Khanna’s Winter Garden clinic is one of only about 30 selling a new, Florida-based CBD ice cream called Heavenly Hash.  The Lakewood Ranch company makes the ice cream mixed with pure CBD extract. You could almost call CBD: medical marijuana’s brother.

"CBD is the other part of the plant,” said Khanna.

It’s derived from hemp and Dr. Khanna said has a soothing effect for patients; even pain relieving. It doesn’t contain the THC of marijuana, or rather it only contains small trace amounts. The number’s so low that CBD can actually be sold to people who don’t have medical marijuana cards; an over-the-counter version, if you will.

Khanna’s clinic started selling a variety of CBD products this year as he saw patients making major improvements on them and often lessening use of prescription drugs as a result.

Staff at Heavenly Hash decided to create the ice cream version because, well, they said it just sort of made sense; especially for cancer patients.

"One of the big problems that cancer patients have is cachexia, which is their muscle waste and weight loss," said Matthew Eastman of Heavenly Hash.

So a staff member at the creamery, who just happened to be an oncology nurse, Fran Fanning thought to create a high fat, high protein ice cream that contains CBD.   The idea: help those patients get some food in them while soothing their pain and hopefully reversing other effects of the cancer.

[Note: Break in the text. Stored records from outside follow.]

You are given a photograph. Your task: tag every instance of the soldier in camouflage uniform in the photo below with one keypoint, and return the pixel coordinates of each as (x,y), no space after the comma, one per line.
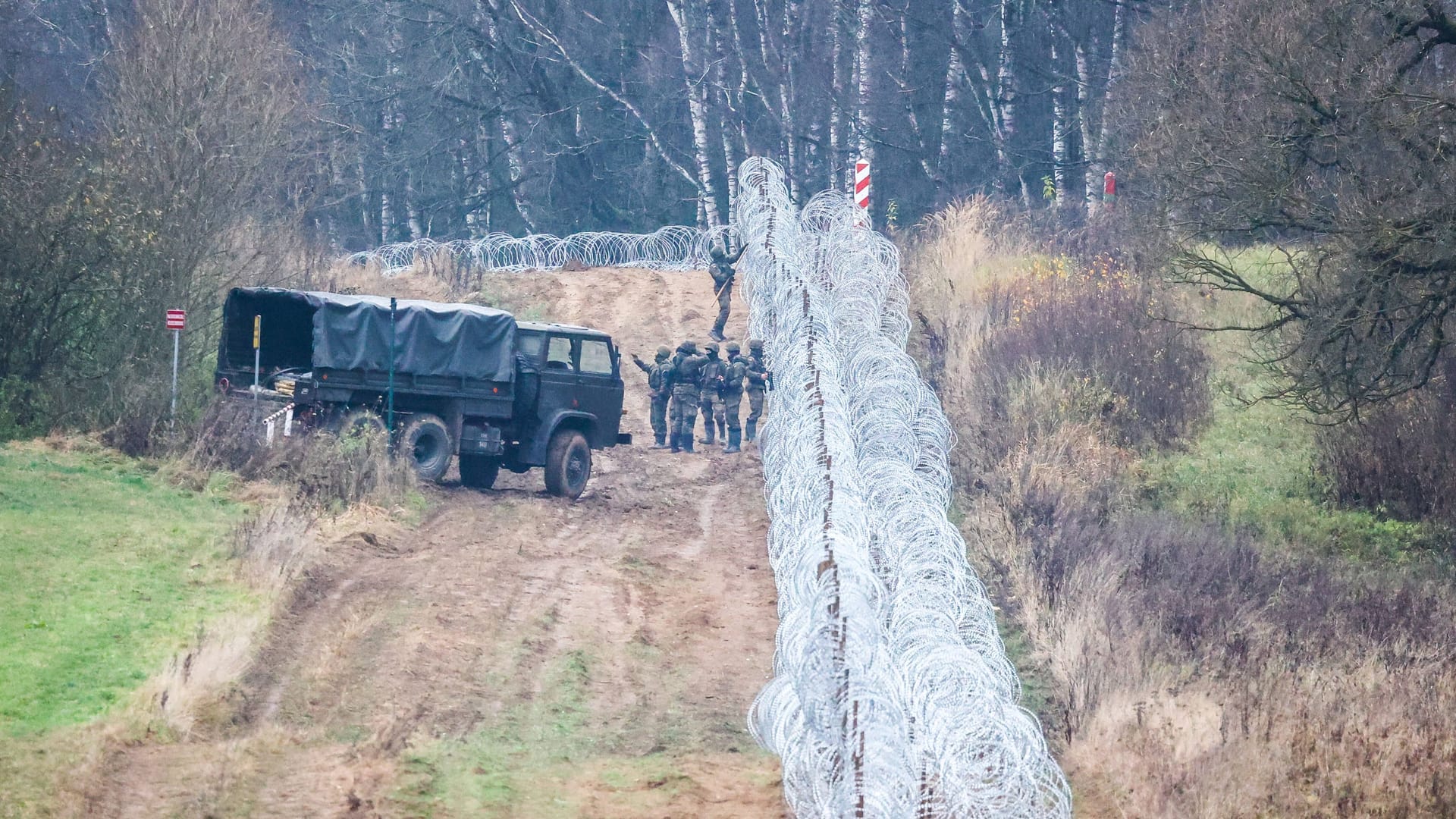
(758,384)
(711,401)
(660,391)
(723,275)
(737,371)
(686,381)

"It helps with the anxiety, it helps with the pain, it helps with the inflammation and it also has this calming effect without them getting the high so to speak,” said Fanning.

Dr. Khanna said the only major drawback he’s seen to the CBD and medical marijuana products so far is the stigma the products still carry. 

Khanna admits even he was skeptical at first and his wife, a former drug councilor was firmly against the products, but after doing a lot of research and seeing the positives it was bringing patients, they’ve now made the natural-alternative a major part of their practice.

"As long as you're doing it within a norm of use that you're not overdoing it: it's safe,” he said.